На первой странице вверху был округлый знак «Слово». И еще один — «глагол». И третий, значения которого Сашка не понимала и испугалась было, но тут же сообразила, что это — не задание. Это — «шапка», заглавие, опознавательные символы; под ними было выбито на машинке: «Александра Самохина». Было проставлено сегодняшнее число — и ее, Сашки, корявая подпись.

Она перевела взгляд ниже. Вот это первое задание; Сашка напряглась и тут же расслабилась. Ерунда ерундовая. Такие упражнения она делала десятками на втором курсе.

Второе задание… Да, Стерх был прав. Это просто, это курам на смех.

Продолжалась раздача экзаменационных листов, теперь по списку группы «Б». Оксана, бывшая когда-то Сашкиной соседкой по комнате, шла к своему месту, прижимая бумагу к пышной груди…

Третье задание. Сашка перевернула жесткий лист.

На третьей странице чернел «фрагмент» с «якорем» из трех белых кругов в центре.

В первую секунду она обмерла. Потом улыбнулась.

Она умеет это делать. Она уже делала это. Надо сконцентрировать взгляд на «якоре» и задержать дыхание. Там черный город, где в ратуше живет чудовище. Сотый фрагмент… С другой стороны, почему именно сотый? А если сто первый? Двухсотый? Тысячный?

— …Итак, вы все получили свои задания. Времени, повторяю, у вас достаточно. Не спешите. По мере готовности прошу поднимать руки, и… что случилось, Саша?

Не давая себе времени на размышления, она вскинула дрожащую руку:

— Я готова.

— Уже?!

Трое из-за стола глядели на нее — функция бесстрастно, женщина встревоженно, и только физрук, к чьему новому качеству Сашка никак не могла привыкнуть, щурился с явным удовольствием.
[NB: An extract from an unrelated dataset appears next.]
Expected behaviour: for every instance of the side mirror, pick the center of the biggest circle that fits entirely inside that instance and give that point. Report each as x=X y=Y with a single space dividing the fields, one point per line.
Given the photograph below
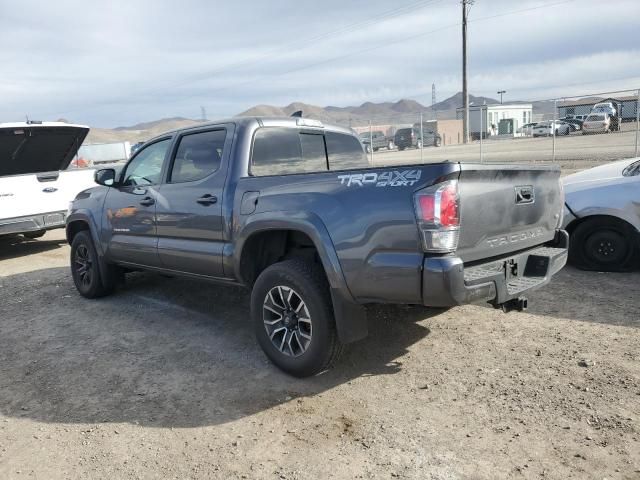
x=106 y=177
Стерх у входа на сцену нервно повел плечами:

— Вы уверены, Саша?

— Да, — она встала.

Поймала на себе взгляд Кости. Длинный тоскливый взгляд. Вспомнила эту елку с единственной гирляндой из мишуры, этот огонь в камине; вот где надо было ставить временную петлю. Она не додумалась… или побоялась. Потому что был уже горький опыт, был день в ее жизни, когда Егор повторял раз за разом: «Давай поженимся?»

Егор так и не узнал правды о закольцованном дне. При мысли об этом Сашка чувствовала почти гордость.

Чем я занимаюсь, думала она, пробираясь вдоль ряда. Я, глагол в повелительном наклонении, собираюсь первый раз прозвучать. Стать частью Речи. Стать повелением. А думаю… о мишуре.

У лестницы на сцену ее встретили Портнов и Стерх.

— Удачи, — серьезно сказал Портнов, глядя поверх стекол. — Ты — лучшая.

— Все будет хорошо, — Стерх подал ей руку, помогая подняться. — Удачи, Саша. Еще полетаем.

Перед столом она остановилась, не зная, что делать дальше. Дим Димыч поднялся и поманил ее пальцем. В глубине сцены стояли столы, как в аудитории. На каждом — стакан, полный отточенных карандашей, стопка белой бумаги и бутылка минеральной воды в окружении стаканов.